The Gender Game 5 (The Gender Fall)(77)
Standing up, I made a snap decision and checked my watch. It had been about three minutes since Amber’s transmission. Twenty-seven minutes until they returned, if the heloship flight went smoothly. I set the timer on my watch, and then headed down the hall. I pushed open the closest door and stepped inside. The room reeked of the plastic, antiseptic, medical smell that seemed prevalent in all hospital rooms.
The room was dimly lit, with only two battery-powered lanterns on the lowest setting illuminating the two twin beds on either side of the room. They were flanked by IV stands, which dangled clear plastic bags connected to the beds’ occupants by long plastic tubes. Henrik lay on the left, Quinn on the right. I moved slowly over to Henrik, taking in the older male’s sallow skin and the dark shadows under his eyes. Something stirred behind me, and I turned, seeing Dr. Tierney sit up from her makeshift pallet on the floor against the wall separating the hall from the room, her eyes squinting at me in confusion.
“It’s all right, Dr. T,” came a voice from Quinn’s side of the room. “It’s Violet.”
Turning, I noticed Jay sitting on a chair at the foot of Quinn’s bed, his legs drawn up on the seat with his arms wrapped around himself. Samuel sat underneath his perch, and the dog looked up at me with big brown eyes and thumped his tail against the floor a couple times, looking almost as careworn as Jay did.
“Hey, Jay,” I said softly, and he smiled at me, but it was lined with tired edges. The young man didn’t look like he’d been sleeping much.
“Violet?” Dr. Tierney’s voice was thick with sleep, her brown hair mussed and tangled. “What’s wrong? Did anyone get hurt?”
She was already beginning to push herself up off the ground, and I hesitated, then moved closer and offered her my hand. She squinted at it for a moment, and then batted it aside with a grimace. “No helping anyone up,” she griped as she got her legs under her. “Let’s call that doctor’s order number seventeen.”
I waited until she had stood and placed her spectacles on her face, then asked, “Dr. Tierney, what would you need to move Henrik and Quinn?”
She turned abruptly, her brows drawing together. “Why?” she asked. Jay leaned forward, the chair squeaking slightly under his weight, attracting my eyes. Nervousness fluttered unexpectedly in my stomach at this first moment of having to explain my plan, and I realized I was worried they might think I was overreacting. I steeled myself, explaining my worst-case scenario to the doctor with Jay listening in.
Surprisingly, she nodded. “That’s prudent thinking,” she said. She looked at Henrik, then at Quinn, her gaze thoughtful and considerate. “We’d need a vehicle large enough to transfer them and all this equipment. Theoretically, Henrik can be taken off most of these, but Quinn...”
She shook her head, and I moved closer to the young man, my heart heavy as I took in Tabitha’s handiwork. It seemed like every bit of him was being held together by stitches—and I couldn’t see much under the bandages. There was no telling where the cuts stopped or started. His face alone was crisscrossed with them. A set of stitches started over his left eye, just under his hairline, slashing horizontally before cutting straight down the side of his nose, down his cheek, and through his lips, stopping just under his chin. Tabitha had spared that eye, it seemed, but his other eye was covered with a bandage, stitches running from his eyebrow down his other cheek. His right ear was missing the uppermost part, while bandages covered the spot where his left should have been—but they looked suspiciously flat.
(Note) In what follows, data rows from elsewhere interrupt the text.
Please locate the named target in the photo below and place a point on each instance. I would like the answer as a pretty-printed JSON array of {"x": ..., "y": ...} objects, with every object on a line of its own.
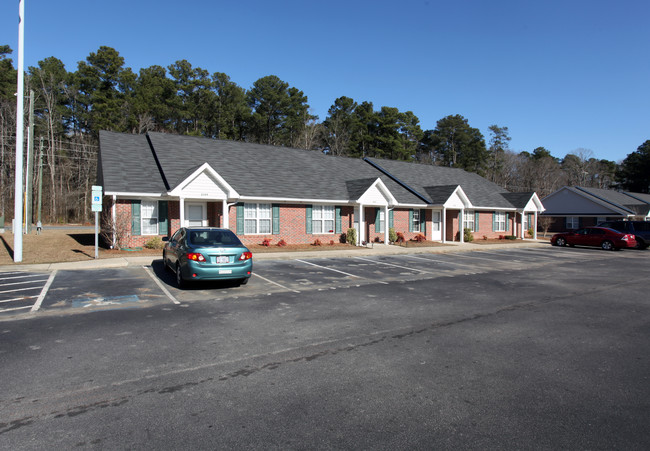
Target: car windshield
[{"x": 213, "y": 238}]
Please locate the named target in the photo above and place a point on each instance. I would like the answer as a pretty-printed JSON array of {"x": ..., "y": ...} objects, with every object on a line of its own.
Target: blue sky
[{"x": 564, "y": 75}]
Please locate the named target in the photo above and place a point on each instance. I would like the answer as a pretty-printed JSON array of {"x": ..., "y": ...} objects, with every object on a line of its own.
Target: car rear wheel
[
  {"x": 180, "y": 282},
  {"x": 607, "y": 245}
]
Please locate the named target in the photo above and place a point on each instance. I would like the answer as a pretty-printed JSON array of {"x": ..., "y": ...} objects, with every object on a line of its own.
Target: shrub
[
  {"x": 351, "y": 236},
  {"x": 154, "y": 243}
]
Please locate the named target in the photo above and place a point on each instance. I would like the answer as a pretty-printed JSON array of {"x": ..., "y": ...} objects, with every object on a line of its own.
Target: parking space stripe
[
  {"x": 341, "y": 272},
  {"x": 395, "y": 266},
  {"x": 275, "y": 283},
  {"x": 161, "y": 286},
  {"x": 41, "y": 296}
]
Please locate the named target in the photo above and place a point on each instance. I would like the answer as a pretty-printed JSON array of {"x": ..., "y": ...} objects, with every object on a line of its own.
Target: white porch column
[
  {"x": 225, "y": 214},
  {"x": 443, "y": 225},
  {"x": 182, "y": 210},
  {"x": 386, "y": 225},
  {"x": 362, "y": 219}
]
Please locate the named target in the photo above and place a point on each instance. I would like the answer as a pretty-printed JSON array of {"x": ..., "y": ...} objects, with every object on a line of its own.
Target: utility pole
[
  {"x": 20, "y": 102},
  {"x": 29, "y": 168},
  {"x": 40, "y": 181}
]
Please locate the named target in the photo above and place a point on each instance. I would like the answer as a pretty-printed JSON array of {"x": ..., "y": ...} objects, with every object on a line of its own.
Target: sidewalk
[{"x": 378, "y": 249}]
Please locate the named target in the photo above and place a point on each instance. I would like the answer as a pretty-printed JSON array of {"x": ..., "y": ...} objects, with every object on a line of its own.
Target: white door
[
  {"x": 436, "y": 229},
  {"x": 196, "y": 215}
]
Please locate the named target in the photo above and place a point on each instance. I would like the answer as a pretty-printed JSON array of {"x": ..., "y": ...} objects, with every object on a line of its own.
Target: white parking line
[
  {"x": 39, "y": 301},
  {"x": 341, "y": 272},
  {"x": 161, "y": 286},
  {"x": 275, "y": 283},
  {"x": 395, "y": 266}
]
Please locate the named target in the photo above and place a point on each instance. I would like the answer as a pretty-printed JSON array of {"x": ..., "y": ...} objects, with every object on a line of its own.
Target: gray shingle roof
[
  {"x": 158, "y": 162},
  {"x": 480, "y": 191}
]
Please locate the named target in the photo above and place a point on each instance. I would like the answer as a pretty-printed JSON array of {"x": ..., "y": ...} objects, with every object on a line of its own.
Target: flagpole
[{"x": 20, "y": 117}]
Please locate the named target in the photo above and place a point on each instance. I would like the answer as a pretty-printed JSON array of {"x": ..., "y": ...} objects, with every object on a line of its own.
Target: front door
[{"x": 196, "y": 214}]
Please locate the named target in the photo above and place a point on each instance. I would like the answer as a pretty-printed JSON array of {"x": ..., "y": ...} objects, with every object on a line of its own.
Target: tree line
[{"x": 70, "y": 109}]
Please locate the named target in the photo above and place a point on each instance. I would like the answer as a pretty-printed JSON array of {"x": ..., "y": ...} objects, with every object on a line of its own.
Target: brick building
[{"x": 155, "y": 183}]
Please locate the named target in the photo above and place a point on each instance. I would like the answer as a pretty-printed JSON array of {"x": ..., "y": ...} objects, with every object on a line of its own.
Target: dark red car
[{"x": 603, "y": 237}]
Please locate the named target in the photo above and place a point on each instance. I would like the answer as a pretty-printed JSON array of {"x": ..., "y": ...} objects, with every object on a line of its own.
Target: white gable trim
[
  {"x": 225, "y": 190},
  {"x": 377, "y": 194}
]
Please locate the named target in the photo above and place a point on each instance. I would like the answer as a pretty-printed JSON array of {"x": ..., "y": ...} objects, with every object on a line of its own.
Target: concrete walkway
[{"x": 378, "y": 249}]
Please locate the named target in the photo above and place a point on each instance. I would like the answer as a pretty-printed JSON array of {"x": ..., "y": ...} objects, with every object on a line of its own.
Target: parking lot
[{"x": 142, "y": 286}]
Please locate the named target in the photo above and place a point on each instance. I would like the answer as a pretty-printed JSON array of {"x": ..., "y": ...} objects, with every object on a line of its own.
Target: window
[
  {"x": 149, "y": 217},
  {"x": 322, "y": 219},
  {"x": 257, "y": 219},
  {"x": 416, "y": 221},
  {"x": 468, "y": 220},
  {"x": 572, "y": 222},
  {"x": 436, "y": 221},
  {"x": 380, "y": 221},
  {"x": 500, "y": 221}
]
Quinn’s arms were lined with stitches, running up and down his arm with no real pattern, and I could see, on his right hand, the bandaged pinky finger that stopped an inch short of where it should have.
“Can we move him?” I asked, my voice a whisper, my mouth dry.
Doctor Tierney nodded. “As long as we can get a vehicle with a big enough open area in the back.”
I nodded and checked my watch. Twenty-two minutes. “Jay, feel up to helping me?”
The young man was off his chair and standing in front of me in moments, his face intensely serious. “What do you need?”
“Well, I need you to find who’s on guard duty tonight and send them to me in the den. I also need you to find Lynne and Morgan, and bring them to me. Do you know who they are?”
Jay nodded. “I know Lynne. She worked with us at the facility. Morgan I don’t know, but I can find him.”
“Her,” I corrected. “She’s another one of the Liberators. Lynne will know where she is. Ask them to meet me in the dining room. You come back too—I’ll need your help.”